The edible piece of history that is the spiritually Oklahoma-owned Onion Burger dates back to the Great Depression, with many conflicting accounts as to who did what and where it was done still in contention; but one thing that everyone can agree on is, for the most part, it was an folic acid-heavy savior that filled hungry stomachs in a time of greatest need.
It was such a ground beef-breaking sandwich that for the past thirty-one years, the small town of El Reno has celebrated not only the Onion Burger, but the bad-breath culture that has grown around it, starting with the Annual Burger Day Festival. While, yes, it’s a day of family fun that cumulates in a great offering of the world’s largest onion burger to the salivating crowd, there is so much more to be explored, as I nominally did this past Saturday…
Of course, as a starting point, we checked in with said oversized burger, desperate to get a piece of this monstrosity. As the talking head with a microphone introduced El Reno’s most notable celebs—all local politicians, in case you were wondering—the area fire department utilized their well-trained skills and lowered the huge patty of meat onto the custom grill, onion shards and special seasoning bringing tears to the eyes of all watching and waiting for their cut.
As there is no great skill in predicting just how long a thing like this was going to take to cook, my pal Jodie and I decided to walk around the festival, exploring the many areas of celebration that the city of El Reno cordoned off for my pleasure; running first into the tight but delightful petting zoo, here children 75 pounds and under—sorry, husky kids—could not only ride the miniature ponies for a price cheaper than an actual onion burger, but they could also pet the fully Satanic goats, the slightly-imprisoned turkeys and these two very sleepy creatures I believe to be either lamas or alpacas.

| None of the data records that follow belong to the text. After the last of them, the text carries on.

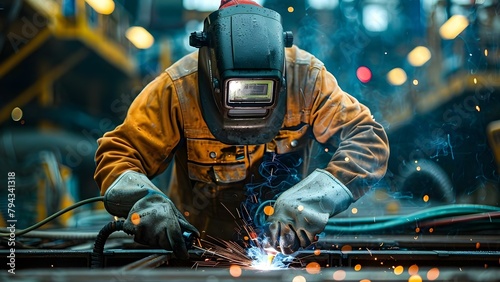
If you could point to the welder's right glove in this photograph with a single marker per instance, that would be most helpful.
(302, 211)
(151, 215)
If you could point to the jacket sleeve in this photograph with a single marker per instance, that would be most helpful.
(145, 140)
(362, 144)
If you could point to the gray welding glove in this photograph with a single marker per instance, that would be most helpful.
(302, 211)
(150, 215)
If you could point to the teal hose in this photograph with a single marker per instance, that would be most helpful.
(369, 224)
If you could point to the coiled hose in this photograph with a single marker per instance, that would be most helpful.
(98, 251)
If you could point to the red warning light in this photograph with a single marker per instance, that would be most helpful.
(364, 74)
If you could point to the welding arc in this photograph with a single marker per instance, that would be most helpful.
(4, 232)
(366, 224)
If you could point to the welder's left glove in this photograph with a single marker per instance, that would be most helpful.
(302, 211)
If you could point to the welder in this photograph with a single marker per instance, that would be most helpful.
(212, 117)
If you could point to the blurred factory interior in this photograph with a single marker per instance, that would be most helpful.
(428, 69)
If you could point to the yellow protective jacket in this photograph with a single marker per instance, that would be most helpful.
(164, 123)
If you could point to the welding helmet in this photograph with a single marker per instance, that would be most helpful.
(241, 72)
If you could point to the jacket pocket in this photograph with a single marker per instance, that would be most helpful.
(288, 141)
(212, 161)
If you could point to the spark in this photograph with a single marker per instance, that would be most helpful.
(250, 254)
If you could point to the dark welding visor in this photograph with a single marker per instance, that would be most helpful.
(241, 73)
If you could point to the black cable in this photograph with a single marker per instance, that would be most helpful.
(52, 217)
(98, 251)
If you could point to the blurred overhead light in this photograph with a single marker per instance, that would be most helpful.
(104, 7)
(375, 18)
(364, 74)
(419, 56)
(140, 37)
(453, 27)
(397, 76)
(323, 4)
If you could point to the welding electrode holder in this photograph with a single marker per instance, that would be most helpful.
(97, 256)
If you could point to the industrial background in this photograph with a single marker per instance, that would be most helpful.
(428, 69)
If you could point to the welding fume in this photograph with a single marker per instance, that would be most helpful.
(236, 124)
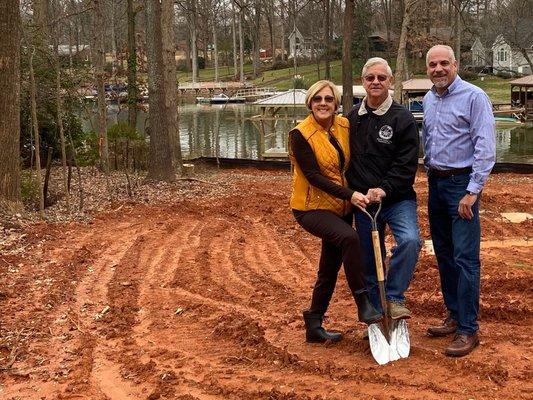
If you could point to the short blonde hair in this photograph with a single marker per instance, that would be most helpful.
(317, 87)
(451, 54)
(375, 61)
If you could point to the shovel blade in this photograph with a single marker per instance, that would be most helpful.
(379, 347)
(400, 335)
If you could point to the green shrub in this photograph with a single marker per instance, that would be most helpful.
(298, 82)
(29, 188)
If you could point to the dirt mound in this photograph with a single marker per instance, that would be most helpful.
(197, 294)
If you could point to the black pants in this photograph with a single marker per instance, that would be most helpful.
(340, 245)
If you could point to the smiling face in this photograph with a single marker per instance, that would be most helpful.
(441, 68)
(377, 83)
(323, 106)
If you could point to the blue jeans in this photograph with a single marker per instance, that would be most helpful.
(401, 217)
(456, 242)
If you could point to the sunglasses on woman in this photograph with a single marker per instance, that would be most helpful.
(327, 99)
(371, 78)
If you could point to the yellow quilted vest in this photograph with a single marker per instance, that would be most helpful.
(306, 197)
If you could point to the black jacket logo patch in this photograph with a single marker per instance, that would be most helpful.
(385, 134)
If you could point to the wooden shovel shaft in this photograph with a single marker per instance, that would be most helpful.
(381, 281)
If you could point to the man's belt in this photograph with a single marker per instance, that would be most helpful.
(446, 173)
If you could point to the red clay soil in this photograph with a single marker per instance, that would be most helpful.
(201, 298)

Meanwhile, as children exchanged piles of money hand over foot for faux-weapons that were usually not available out of the area’s top-notch flea markets, crews of underage ninja brigades walked the streets, just in case a rogue fist-fight stationed around a Texas Twister drink, complete in a boot-shaped cup, broke out, as they are sometimes wont to do at these events.
The arts and crafts were, per usual, very big-sellers, especially anything that allowed proud country folk to be fully proud of their prideful heritage—and especially if that heritage was captured by Scentsy. Products aside, which one of us wouldn’t stop to play games like Memaw’s Potty or even pay a buck to see some baby rattlers, which is exactly what you see: baby rattlers.
You got me good on that one, El Reno Burger Day Festival.
As we walked from one end of the street, where an in-tune white-funk band—Banana Seat, I think it was—were dutifully covering TLC’s “No Scrubs” for the somewhat enthusiastic audience, all the way to the other end of the road were a true collection of Oklahoma’s cultural performers, showing off their traditional God-given talents, featuring the back-to-back display of native Mexican dances by Ballet Folklorico Norahua and the well-trained Indigenous steps of Tradition Not Addiction.
While my friend was marveling at the beauty of these young people committed to their craft at such a young age, I lamented how, when I was offered a chance to learn these steps when I was in middle school, I declined mostly because I was afraid who would have tortured me the next day. Regardless, I walked over to the two young Cheyenne-Arapaho dancers for a picture. Dropping a few dollars on their blanket, interaction with these young heroes of the faith is always a priceless experience.
We headed back down to East Russell and Choctaw for the unveiling of the gargantuan Onion Burger, an sinus-stinging point of pride for the town; much like Depression Era-orphans, the hungry populace stretched their dirty hands out as far as they could go past the makeshift fence, grabbing air and just hoping to get a bite of the free onion burger, handed to them on the whims of the local football team, just to slightly quell the hunger of their stomachs already overloaded with bacon-wrapped chicken and sips of mama’s iced-coffee.
Luckily, it was huge enough so everybody had their fill, including me. It was kind of dry, though.